Avon Longitudinal Study of Parents and Children
- Established: 1991
- Director: Nic Timpson
- Location: Bristol
- Operating agency: University of Bristol
- Website: http://childrenofthe90s.ac.uk/

= Avon Longitudinal Study of Parents and Children =

Study started in 1991 in Bristol, England

The Avon Longitudinal Study of Parents and Children (ALSPAC), also known as Children of the 90s and formerly the Avon Longitudinal Study of Pregnancy and Childhood, is a cohort study of children born in the former county of Avon, England during 1991 and 1992. It is used by researchers in health, education and other social science disciplines.

The study is hosted at the University of Bristol and was initially led by Jean Golding, then George Davey Smith.

The initial recruits were 15,247 pregnant women with estimated dates of delivery between April 1991 and December 1992. Since then the fathers, siblings and children of the participants have also begun to be studied and the study has launched Children of the Children of the 90s as a new generation is born.

It is one of a family of similar studies that were set up at around the same time in six countries across Europe, known as the European Longitudinal Study of Pregnancy and Childhood (ELSPAC). ELSPAC included studies in Czechoslovakia and the Isle of Man, in addition to ALSPAC.

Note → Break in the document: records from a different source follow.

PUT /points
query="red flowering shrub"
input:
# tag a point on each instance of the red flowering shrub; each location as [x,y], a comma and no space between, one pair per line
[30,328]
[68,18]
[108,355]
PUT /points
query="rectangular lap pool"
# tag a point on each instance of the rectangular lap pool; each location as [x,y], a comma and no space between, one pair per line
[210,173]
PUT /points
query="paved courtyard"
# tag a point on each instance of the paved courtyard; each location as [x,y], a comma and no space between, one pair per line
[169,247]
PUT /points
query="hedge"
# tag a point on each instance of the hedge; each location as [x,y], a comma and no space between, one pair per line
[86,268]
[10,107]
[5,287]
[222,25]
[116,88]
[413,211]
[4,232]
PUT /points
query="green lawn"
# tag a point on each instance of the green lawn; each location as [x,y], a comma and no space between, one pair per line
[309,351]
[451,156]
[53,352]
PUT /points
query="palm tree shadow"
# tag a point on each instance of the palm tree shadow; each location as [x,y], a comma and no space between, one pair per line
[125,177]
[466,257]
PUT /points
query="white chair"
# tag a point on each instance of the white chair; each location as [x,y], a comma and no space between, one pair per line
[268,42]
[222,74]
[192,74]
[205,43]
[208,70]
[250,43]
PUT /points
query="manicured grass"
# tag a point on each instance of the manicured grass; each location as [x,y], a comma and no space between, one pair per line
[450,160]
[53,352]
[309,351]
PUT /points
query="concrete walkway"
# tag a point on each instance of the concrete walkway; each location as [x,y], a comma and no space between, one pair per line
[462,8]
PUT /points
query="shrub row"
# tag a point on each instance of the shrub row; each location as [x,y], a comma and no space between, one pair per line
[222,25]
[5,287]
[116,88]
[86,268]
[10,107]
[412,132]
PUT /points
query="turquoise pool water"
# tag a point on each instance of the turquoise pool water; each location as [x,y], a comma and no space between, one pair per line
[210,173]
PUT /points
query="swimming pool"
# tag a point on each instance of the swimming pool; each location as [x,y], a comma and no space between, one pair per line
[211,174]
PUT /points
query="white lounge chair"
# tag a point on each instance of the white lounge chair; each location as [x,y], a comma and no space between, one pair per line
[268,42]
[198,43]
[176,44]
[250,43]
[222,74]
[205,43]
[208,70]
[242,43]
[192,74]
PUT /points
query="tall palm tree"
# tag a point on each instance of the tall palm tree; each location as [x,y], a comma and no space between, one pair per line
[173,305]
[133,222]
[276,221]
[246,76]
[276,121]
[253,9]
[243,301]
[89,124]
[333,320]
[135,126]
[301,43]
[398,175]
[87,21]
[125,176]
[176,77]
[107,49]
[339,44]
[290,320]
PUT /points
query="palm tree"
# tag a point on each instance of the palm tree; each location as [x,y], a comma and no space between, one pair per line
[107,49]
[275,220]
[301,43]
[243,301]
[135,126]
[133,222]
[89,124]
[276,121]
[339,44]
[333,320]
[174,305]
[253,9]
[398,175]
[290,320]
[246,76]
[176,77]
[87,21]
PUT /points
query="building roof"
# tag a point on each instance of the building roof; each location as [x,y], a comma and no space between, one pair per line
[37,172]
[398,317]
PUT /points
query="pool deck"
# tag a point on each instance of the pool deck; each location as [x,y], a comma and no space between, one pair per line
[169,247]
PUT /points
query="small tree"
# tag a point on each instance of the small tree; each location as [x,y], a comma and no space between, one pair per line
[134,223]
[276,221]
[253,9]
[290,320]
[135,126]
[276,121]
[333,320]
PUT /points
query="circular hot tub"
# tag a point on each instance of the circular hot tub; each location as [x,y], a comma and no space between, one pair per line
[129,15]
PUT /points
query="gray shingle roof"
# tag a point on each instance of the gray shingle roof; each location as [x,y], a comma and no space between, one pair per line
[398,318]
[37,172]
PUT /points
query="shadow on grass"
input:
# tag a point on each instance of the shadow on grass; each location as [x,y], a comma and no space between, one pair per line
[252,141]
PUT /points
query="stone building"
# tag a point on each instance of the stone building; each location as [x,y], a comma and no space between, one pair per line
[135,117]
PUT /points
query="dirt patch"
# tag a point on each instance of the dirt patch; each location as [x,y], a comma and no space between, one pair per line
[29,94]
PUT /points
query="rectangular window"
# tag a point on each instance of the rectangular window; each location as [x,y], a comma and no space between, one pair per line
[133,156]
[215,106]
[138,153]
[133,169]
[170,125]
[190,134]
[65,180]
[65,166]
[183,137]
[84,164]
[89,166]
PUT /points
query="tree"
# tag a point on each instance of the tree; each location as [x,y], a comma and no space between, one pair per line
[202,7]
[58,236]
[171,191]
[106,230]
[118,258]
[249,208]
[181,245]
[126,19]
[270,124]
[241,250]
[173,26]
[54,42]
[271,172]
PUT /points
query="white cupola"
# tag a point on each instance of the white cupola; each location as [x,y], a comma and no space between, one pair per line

As of 2025, data from the study has been used in over 3000 scientific papers.

==Liver disease==

In the study, 2.5% of 4,000 people born in 1991 and 1992 were found by ultrasound scanning at the age of 18 to have non-alcoholic fatty liver disease; five years later transient elastography (fibroscan) found over 20% to have the fatty deposits on the liver of steatosis, indicating non-alcoholic fatty liver disease; half of those were classified as severe. The scans also found that 2.4% had the liver scarring of fibrosis, which can lead to cirrhosis.